Nicollin confirme des discussions avancées avec un unique investisseur
Montpellier est clairement entré dans une nouvelle ère, mais Laurent Nicollin refuse d’entretenir le moindre fantasme autour d’une vente express du MHSC. Le président héraultais a confirmé qu’un dossier est désormais prioritaire, piloté par la banque d’affaires Case Cassiopea, mandatée pour l’accompagner dans cette ouverture du capital.
« On avait trois potentiels investisseurs, on en a retenu un avec la banque Case Cassiopea il y a environ un mois et demi. Maintenant, on est dans les clauses, les détails. Ça avance bien. Mon coach aimerait que ça avance plus vite. Mais ça ne se signera pas demain matin. » a t'il confié à Sud Ouest. Une mise au point forte, alors que les rumeurs de rachat total ou d’arrivée imminente d’un fonds étranger se multiplient depuis plus d’un an.
Nicollin laisse entendre que cela va prendre du temps
Nicollin le martèle : rien n’est fait et l’horizon reste flou sur l’ampleur de l’opération, entre minoritaire et majoritaire. « Une vente de société, majoritaire ou minoritaire, c'est entre six mois et un an, le temps de préparer les dossiers, tout ça. On avance mais rien n'est validé. On ne discute plus qu'avec un seul acheteur. C'est un regroupement d'investisseurs.

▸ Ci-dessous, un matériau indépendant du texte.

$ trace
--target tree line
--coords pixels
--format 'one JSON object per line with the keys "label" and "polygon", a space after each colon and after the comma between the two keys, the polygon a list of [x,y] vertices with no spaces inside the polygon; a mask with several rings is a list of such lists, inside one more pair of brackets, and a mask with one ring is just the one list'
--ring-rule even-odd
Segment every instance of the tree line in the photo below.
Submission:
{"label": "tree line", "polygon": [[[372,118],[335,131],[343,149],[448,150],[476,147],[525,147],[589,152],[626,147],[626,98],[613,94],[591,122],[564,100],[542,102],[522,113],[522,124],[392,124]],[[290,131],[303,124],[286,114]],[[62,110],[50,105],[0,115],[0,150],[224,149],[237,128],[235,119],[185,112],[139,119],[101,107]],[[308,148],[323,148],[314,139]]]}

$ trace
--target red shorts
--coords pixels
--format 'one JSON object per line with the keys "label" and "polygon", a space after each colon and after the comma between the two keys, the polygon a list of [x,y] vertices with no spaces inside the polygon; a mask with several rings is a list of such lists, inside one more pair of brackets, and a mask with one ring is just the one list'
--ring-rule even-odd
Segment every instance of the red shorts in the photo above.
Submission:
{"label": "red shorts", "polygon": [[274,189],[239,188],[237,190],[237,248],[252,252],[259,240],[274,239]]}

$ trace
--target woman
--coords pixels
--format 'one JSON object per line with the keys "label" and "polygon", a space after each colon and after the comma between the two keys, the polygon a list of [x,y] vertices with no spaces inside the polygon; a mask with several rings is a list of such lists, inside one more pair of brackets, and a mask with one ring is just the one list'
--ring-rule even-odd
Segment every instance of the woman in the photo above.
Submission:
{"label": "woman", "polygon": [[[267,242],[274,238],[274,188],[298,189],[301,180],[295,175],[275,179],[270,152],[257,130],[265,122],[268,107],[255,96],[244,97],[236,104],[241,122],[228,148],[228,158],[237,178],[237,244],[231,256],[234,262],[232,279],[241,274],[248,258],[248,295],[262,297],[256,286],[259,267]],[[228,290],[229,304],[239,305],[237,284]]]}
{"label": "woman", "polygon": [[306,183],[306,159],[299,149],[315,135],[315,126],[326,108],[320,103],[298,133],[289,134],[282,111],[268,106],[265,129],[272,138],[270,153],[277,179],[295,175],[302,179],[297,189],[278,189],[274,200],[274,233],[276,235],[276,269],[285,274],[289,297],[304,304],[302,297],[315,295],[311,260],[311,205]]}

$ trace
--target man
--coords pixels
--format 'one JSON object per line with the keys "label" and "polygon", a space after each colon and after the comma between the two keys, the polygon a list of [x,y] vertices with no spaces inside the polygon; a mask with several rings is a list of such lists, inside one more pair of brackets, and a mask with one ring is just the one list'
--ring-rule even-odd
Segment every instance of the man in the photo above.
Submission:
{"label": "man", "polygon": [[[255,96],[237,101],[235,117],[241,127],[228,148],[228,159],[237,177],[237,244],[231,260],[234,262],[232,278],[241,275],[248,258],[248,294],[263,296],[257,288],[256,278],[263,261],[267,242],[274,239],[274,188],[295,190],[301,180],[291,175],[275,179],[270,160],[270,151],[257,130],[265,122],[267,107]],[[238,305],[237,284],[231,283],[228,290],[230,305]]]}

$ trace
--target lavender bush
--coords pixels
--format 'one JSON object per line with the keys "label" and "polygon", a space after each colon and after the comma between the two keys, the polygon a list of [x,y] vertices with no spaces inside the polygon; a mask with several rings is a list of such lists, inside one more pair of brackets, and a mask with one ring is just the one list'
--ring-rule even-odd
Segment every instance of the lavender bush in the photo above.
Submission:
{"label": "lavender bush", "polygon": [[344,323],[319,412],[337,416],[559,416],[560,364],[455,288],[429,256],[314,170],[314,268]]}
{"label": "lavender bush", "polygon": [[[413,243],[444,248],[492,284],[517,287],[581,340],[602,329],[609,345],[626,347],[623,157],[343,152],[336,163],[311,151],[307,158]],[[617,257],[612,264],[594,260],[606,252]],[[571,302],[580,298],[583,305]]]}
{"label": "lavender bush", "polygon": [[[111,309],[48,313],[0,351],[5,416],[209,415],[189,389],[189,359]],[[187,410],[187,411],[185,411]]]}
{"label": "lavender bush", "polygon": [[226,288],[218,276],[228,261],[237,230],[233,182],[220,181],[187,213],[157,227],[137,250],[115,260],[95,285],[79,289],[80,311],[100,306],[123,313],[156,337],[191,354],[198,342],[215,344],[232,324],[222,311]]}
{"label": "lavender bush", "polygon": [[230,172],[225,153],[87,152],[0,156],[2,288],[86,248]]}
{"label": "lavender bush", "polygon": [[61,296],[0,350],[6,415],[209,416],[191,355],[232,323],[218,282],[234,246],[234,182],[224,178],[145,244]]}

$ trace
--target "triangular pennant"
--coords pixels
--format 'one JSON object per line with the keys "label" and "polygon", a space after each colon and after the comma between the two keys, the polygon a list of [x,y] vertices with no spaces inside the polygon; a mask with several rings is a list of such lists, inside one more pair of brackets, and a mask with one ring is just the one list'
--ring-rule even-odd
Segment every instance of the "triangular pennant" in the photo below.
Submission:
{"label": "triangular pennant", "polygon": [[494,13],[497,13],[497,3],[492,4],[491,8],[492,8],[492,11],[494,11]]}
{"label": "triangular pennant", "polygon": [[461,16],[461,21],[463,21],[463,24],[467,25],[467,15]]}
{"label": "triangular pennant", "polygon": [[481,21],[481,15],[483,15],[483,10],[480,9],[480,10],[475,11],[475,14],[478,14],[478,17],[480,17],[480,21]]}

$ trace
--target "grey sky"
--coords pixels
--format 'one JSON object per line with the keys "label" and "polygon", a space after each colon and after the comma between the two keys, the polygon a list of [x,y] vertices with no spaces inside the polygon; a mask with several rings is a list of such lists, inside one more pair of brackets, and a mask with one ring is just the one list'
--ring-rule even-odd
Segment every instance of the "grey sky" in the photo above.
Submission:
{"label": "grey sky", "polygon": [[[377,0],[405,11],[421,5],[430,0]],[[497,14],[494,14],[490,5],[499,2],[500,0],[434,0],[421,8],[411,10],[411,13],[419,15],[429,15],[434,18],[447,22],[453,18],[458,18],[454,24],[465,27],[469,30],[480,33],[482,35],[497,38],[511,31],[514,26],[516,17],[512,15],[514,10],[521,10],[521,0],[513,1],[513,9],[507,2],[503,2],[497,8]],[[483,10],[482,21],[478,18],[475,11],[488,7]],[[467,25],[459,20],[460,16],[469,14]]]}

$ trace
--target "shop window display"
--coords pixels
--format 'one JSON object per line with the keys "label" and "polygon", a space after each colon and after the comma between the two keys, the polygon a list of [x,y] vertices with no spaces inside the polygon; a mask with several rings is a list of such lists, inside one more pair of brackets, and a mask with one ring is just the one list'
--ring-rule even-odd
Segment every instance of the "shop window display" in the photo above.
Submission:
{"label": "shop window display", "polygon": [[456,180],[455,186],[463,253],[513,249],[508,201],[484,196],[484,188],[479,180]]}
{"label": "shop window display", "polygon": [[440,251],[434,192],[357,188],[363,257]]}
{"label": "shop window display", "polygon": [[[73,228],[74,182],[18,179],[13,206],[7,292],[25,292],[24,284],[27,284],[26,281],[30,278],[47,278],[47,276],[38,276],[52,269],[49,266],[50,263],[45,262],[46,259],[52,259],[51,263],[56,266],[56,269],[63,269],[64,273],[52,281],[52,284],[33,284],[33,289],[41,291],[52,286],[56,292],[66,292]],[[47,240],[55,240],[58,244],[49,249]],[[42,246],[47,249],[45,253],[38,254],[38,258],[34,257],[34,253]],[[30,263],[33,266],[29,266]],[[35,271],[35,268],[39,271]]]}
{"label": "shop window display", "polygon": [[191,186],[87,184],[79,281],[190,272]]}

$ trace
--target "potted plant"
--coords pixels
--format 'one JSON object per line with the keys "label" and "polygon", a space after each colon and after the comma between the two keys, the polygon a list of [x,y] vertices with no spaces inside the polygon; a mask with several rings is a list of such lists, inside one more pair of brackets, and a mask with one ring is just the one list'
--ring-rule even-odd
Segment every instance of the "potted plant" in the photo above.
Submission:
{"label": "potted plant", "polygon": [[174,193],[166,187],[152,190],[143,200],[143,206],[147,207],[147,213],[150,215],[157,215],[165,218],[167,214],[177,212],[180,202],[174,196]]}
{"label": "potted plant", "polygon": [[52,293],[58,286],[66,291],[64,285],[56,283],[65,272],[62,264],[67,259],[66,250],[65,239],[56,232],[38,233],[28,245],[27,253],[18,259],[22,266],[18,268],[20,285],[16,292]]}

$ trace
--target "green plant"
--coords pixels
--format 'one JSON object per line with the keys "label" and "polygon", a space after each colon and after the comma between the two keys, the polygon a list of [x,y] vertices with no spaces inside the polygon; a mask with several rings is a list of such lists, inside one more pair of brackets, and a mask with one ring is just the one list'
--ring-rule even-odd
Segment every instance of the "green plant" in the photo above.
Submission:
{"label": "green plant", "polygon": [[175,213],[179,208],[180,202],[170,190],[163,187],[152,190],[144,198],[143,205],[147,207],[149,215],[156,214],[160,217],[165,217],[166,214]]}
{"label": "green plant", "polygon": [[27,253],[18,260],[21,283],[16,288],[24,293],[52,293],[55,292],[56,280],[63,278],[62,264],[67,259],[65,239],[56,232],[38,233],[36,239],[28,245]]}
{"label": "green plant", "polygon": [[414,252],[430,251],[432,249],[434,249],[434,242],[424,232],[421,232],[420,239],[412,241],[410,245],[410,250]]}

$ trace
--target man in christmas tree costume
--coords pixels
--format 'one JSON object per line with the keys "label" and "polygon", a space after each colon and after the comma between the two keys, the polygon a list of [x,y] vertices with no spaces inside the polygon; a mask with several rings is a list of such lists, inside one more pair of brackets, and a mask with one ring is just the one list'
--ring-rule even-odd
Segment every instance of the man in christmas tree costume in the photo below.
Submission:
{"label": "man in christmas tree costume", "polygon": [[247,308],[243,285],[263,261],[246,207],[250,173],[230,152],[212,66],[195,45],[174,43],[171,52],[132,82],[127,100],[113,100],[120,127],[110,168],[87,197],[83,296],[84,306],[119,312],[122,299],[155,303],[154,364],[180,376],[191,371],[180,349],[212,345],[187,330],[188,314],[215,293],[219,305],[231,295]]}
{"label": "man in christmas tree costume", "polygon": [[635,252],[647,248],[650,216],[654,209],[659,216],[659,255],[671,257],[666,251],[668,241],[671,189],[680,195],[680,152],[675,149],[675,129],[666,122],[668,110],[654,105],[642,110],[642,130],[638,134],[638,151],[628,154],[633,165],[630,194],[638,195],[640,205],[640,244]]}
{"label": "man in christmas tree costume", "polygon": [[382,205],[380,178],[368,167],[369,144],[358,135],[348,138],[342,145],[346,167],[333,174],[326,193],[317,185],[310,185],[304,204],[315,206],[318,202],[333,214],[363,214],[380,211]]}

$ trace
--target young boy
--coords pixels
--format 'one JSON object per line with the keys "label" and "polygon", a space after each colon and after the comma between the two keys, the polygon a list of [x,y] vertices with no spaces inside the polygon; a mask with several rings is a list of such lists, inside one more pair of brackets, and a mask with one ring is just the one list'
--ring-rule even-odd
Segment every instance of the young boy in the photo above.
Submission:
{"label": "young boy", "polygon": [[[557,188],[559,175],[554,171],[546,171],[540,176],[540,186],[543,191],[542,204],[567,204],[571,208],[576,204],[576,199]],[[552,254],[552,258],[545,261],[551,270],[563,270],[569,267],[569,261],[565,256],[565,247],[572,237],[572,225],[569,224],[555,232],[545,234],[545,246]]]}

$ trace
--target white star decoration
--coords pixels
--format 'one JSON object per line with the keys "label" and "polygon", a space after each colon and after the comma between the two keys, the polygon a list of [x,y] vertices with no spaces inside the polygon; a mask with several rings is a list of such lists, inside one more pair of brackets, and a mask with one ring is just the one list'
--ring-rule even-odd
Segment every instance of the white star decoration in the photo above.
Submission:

Les banquiers se sont renseignés : c'est solide, viable. »
Le boss du MHSC assume une communication prudente pour ne pas enflammer les supporters ni son vestiaire en pleine reconstruction sportive. « On attend de signer les documents, et en fonction, on expliquera sur quoi on part. Tant que rien n'est validé ni dans un sens ni dans l'autre, je ne vais pas vous dire : “On va faire ça ou pas ça”. Parce que ça peut ne pas se faire. Il n'y a pas de raison de donner de faux espoirs ou de fausses joies. C'est difficile d'annoncer quelque chose qui n'est pas validé. »
A l'heure actuelle, Laurent Nicollin refuse de confirmer une vente totale du MHSC, même si cela ne semble plus faire l'ombre d'un doute.